I recently had a conversation with a guy and I explained it like this:
He was saying that he is the "alpha male" type, but not arrogantly and aggressively. He knows he is definitely alpha and can walk into any room, look around at everyone, and know that he is the alpha.
I told him that it was wonderful that he knew himself so well. Now imagine knowing this with every fiber of your being. Then you look in the mirror and you do not feel that reflection is you. It is like someone else is staring back at you. How would that make you feel?
He said that would be scary and very uncomfortable. I said THAT is what Gender Dysphoria feels like. But it is not just a face in the mirror, it is also a body that we can't really relate to. It doesn't feel right. Some people can shrug it off. Others are deeply disturbed by it.
He agreed that he would find it deeply upsetting. So I asked him, "Would it be upsetting enough that you would try to change it?"

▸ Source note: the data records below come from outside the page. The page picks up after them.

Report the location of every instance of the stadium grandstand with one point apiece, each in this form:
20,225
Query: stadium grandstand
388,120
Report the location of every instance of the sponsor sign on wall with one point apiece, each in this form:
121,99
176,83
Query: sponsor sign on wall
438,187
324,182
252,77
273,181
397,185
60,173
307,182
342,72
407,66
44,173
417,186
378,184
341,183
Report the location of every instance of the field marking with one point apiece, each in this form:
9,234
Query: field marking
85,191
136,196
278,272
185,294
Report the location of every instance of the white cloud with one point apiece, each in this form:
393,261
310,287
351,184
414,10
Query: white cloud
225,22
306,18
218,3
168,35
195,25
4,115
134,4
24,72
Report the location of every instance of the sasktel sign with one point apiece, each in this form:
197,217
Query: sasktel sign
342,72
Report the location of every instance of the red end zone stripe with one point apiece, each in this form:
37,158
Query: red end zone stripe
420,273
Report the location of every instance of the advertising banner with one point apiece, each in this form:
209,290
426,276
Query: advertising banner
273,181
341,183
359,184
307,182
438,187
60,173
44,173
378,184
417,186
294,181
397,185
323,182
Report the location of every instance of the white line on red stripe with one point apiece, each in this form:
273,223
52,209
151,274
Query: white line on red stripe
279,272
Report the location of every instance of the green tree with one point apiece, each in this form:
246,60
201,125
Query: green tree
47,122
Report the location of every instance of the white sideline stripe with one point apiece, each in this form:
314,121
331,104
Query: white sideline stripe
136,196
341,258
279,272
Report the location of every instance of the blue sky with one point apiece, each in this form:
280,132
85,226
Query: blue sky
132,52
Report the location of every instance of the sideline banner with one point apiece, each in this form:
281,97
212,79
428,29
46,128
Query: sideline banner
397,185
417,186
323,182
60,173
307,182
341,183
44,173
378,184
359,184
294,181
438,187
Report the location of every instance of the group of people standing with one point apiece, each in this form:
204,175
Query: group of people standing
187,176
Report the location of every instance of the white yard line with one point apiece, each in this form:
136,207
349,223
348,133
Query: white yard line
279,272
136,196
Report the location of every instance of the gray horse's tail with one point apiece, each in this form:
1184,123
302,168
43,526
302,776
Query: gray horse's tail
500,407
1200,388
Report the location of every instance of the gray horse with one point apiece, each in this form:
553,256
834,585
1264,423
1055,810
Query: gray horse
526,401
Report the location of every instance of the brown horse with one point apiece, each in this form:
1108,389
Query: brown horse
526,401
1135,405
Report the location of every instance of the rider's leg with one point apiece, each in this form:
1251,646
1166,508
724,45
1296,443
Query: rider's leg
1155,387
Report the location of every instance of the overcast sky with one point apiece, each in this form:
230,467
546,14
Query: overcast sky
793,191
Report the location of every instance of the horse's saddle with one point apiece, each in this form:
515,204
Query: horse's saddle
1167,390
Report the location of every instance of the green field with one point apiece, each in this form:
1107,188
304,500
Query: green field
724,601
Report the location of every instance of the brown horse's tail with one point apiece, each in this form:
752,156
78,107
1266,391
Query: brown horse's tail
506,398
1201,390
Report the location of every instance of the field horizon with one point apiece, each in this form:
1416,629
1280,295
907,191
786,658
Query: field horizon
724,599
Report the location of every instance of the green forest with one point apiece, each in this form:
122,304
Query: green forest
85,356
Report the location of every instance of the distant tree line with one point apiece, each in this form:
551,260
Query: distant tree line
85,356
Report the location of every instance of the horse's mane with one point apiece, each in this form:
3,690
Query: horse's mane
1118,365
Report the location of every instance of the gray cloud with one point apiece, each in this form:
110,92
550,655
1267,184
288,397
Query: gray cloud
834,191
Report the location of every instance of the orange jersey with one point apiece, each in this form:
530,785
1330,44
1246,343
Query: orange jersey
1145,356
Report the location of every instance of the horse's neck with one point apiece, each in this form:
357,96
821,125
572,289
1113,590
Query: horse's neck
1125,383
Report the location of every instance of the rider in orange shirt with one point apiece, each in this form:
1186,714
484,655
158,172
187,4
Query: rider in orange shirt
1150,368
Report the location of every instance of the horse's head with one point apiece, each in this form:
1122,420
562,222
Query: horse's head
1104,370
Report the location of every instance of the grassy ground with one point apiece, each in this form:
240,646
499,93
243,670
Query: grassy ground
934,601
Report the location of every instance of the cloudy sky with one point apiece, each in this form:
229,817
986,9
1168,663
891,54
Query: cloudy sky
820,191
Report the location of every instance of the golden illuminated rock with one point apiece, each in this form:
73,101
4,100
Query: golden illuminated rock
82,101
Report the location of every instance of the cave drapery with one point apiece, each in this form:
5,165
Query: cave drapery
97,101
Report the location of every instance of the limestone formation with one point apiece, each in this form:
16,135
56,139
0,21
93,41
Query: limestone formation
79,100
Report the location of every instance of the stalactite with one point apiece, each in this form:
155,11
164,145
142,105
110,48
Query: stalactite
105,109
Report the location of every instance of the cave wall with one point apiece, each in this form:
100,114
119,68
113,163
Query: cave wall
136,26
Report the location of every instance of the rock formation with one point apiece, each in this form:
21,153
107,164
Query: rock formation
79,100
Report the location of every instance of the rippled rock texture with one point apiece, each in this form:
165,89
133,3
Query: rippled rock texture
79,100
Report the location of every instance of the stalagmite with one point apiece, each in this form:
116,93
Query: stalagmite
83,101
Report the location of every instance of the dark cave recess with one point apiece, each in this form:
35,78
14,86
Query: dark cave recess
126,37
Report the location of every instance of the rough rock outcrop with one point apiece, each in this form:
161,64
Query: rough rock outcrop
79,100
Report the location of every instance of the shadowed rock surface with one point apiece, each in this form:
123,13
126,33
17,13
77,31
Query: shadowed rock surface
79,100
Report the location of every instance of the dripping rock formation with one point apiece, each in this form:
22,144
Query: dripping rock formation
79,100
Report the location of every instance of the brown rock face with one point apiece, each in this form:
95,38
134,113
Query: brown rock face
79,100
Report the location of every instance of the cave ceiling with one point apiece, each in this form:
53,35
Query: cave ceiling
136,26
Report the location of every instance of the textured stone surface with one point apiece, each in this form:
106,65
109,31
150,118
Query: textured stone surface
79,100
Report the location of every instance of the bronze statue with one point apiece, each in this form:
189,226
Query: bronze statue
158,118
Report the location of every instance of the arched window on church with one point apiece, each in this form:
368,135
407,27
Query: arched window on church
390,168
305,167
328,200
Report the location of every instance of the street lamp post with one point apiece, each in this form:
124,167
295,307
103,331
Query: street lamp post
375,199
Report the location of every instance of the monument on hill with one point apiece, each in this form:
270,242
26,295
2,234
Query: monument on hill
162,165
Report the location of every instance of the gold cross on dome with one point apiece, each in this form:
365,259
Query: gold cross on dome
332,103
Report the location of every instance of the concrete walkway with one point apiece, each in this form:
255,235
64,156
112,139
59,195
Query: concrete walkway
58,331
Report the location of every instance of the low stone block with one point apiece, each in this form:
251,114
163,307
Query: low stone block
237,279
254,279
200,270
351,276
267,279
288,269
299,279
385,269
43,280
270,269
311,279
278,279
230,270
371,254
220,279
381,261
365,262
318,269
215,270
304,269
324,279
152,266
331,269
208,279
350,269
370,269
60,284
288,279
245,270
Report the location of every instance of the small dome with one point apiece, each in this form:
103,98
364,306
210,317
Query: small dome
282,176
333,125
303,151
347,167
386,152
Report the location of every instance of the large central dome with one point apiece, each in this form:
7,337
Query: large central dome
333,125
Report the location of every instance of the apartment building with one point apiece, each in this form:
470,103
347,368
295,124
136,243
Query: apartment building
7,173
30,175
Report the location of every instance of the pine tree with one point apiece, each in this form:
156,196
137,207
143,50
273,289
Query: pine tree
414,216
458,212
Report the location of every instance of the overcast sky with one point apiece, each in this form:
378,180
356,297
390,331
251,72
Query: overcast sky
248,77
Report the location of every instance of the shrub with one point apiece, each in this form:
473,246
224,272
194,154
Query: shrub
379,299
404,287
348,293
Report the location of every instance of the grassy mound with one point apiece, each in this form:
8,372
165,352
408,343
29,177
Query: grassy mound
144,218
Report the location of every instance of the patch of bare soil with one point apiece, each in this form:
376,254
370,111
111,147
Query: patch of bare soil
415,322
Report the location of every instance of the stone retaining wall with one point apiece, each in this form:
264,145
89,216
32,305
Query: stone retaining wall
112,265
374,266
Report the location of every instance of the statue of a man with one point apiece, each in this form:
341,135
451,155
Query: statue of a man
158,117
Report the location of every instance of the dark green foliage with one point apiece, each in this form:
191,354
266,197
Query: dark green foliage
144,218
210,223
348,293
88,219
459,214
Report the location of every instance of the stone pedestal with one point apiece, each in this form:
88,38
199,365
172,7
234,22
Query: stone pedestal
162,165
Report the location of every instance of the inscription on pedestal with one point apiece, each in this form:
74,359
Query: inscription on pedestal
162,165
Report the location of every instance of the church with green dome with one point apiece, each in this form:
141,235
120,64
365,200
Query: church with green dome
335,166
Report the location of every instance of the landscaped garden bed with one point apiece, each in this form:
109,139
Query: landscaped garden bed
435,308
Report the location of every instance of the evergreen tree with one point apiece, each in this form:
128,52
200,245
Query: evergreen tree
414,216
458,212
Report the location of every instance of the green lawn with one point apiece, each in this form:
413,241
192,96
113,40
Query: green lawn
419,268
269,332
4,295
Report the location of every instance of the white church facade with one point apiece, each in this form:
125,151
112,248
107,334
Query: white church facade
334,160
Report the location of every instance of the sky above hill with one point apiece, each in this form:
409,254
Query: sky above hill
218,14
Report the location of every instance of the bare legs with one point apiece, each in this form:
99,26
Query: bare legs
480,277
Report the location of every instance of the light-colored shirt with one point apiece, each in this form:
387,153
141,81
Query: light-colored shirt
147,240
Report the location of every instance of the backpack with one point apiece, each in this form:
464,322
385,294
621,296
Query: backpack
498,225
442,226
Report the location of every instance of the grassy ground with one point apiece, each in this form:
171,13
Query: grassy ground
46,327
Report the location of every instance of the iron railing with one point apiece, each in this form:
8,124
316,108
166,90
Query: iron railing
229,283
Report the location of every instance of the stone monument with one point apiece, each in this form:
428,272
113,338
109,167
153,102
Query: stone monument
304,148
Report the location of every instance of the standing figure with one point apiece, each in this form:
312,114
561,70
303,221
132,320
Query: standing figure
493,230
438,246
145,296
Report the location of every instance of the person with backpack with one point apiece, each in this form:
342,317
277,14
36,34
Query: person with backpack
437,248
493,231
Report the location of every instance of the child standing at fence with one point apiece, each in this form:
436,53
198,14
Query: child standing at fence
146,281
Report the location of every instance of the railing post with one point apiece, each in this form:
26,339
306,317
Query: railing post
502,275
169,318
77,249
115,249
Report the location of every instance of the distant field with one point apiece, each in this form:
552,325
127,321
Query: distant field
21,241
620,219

He said, "Yes, of course."
"Even to the point of having surgery?"
He said he was beginning to understand now. He pointed out that even cis-men disapprove of their appearance and do things like taking steroids, weightlifting, or getting hair transplants.
I said, now imagine that the government has decided for you to do that was illegal. What if you were stuck with staying exactly the way you looked when you were born? What if the government decided that if you were born a redhead, you must stay a redhead your entire life, even if people harassed you for it? What if the government decided that when you got married, your wife could not change her name, and that she had to keep the name she was born with under any circumstances?
These are the kinds of issues that we deal with in the LGBTQ+ community because some politicians have decided they know better about how we should live our lives.